Rares sont les films qui provoquent une telle force d'émotion que, des années après la simple évocation du titre, le début d'une mélodie, feraient presque monter les larmes aux bords des yeux, partageant le spectateur entre le désir d'un nouveau visionnage et la crainte de ne pouvoir, cette fois-ci, s'en remettre.
1988 est sans aucun doute l'année la plus importante de l'histoire du studio Ghibli car elle voit la naissance de ses deux plus beaux joyaux : Mon Voisin Totoro et Le Tombeau des lucioles. Deux évocations de l'enfance, de son pouvoir d'imagination, de ses connexions avec mère nature et surtout de son irrémédiable fugacité. Mais si Hayao Miyasaki signe avec humour et fraicheur un bonbon subtilement sucré, son confrère et ami Isao Takahata livre l'un des longs métrages les plus déchirants de l'histoire du cinéma. Adaptation extrêmement fidèle du roman (presque) autobiographique d'Akiyuki Nosaka, le film est un modèle absolu de justesse et d'émotion, qui réussit à combiner le terrible réalisme de l'œuvre originale, et la poésie déchirante, sublime, du futur réalisateur de Pompoko (fable naturaliste) ou Omoide Poroporo (récits nostalgique). Il alterne ainsi les descriptions précises, à la lisière du documentaire lors des bombardements sur Kobé, la découverte d'un corps mort sur une plage, les restes brulés en pourrissement de la mère (l'une des images les plus traumatisantes de l'histoire de l'animation), avec des visions délicieuses d'un grand frère et sa sœur, intimement liés, se rêvant dans un ailleurs inaccessible, peuplé de lucioles féeriques et d'innocence.

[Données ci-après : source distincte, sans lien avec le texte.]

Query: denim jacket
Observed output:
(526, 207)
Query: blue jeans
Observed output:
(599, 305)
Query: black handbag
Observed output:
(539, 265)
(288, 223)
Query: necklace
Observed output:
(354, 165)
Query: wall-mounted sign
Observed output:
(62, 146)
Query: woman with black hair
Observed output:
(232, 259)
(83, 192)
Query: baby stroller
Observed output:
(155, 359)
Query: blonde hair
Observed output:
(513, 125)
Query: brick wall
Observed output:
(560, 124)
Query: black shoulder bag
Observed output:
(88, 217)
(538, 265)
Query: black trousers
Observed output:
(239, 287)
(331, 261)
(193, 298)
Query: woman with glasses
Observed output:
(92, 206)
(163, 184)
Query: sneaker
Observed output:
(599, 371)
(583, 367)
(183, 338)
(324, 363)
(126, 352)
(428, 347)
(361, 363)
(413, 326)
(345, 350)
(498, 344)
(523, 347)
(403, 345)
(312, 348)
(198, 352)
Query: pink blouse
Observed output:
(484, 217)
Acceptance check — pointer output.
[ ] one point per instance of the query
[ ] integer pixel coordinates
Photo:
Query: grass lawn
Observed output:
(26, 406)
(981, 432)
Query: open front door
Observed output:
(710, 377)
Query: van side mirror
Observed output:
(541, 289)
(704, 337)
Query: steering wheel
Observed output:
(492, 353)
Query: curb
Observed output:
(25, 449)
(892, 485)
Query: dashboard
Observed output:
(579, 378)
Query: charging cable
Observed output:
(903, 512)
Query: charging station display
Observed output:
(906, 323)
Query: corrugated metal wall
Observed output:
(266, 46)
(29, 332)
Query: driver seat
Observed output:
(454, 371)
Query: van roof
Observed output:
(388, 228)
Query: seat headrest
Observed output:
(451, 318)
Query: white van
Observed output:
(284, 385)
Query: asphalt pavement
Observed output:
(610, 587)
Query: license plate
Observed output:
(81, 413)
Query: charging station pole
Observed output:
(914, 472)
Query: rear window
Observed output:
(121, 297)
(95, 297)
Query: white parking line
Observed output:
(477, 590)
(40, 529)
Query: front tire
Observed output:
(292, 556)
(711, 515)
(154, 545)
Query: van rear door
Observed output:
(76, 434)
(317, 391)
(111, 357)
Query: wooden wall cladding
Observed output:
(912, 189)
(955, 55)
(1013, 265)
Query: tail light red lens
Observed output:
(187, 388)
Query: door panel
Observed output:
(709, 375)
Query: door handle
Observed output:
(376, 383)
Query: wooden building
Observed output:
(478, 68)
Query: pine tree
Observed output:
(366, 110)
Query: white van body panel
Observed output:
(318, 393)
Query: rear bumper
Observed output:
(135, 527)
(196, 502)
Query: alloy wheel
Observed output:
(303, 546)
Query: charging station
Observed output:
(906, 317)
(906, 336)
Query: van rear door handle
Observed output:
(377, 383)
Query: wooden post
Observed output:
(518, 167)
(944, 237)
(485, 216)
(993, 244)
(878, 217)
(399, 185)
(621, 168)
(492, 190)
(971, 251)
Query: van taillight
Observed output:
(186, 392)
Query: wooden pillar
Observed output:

C'est sans doute cette façon délicate de contrebalancer constamment la tragédie, cette impossibilité de repousser la mort, qui fait du Tombeau des lucioles un film certes requiem, implacable, mais qui ne se perd jamais dans l'emphase ou dans un voyeurisme tire-larme. Takahata est un cinéaste de la pudeur, qui cherche dans les parenthèses l'infinie réalité, laissant ses deux personnages s'échapper à maintes reprises : un moment de bonheur volé en bord de mer, Setsuko qui administre un simple abri en cabane fantasmée, un câlin qui tourne court sous les coups d'une petite moue boudeuse... Le génie des animateurs de Ghibli est aussi évident que sur Mon Voisin Totoro, donnant aux dessins graciles et fragiles du grand Yoshifumi Kondô (le « troisième homme ») une finesse dans les mouvements, une minutie dans les expressions et les petites attitudes, qui rendent ces deux personnages on ne peut plus attachants car d'une réalité désarmante. C'est l'arme de destruction massive du Tombeau des lucioles, qui fait aimer au spectateur de braves gamins laissés sur le bord du chemin par une Histoire absurde et meurtrière, et les lui ravit brutalement. Peut-être une façon de faire payer au monde des adultes tous ces enfants sacrifiés par indifférence et lâcheté qui hantent le monde d'aujourd'hui ? Une œuvre immensément forte, puissante, mais toujours dans une émotion juste et justifiée. Le pire dans l'histoire, c'est qu'il est de plus en plus difficile d'observer les lumières des lucioles de nos jours.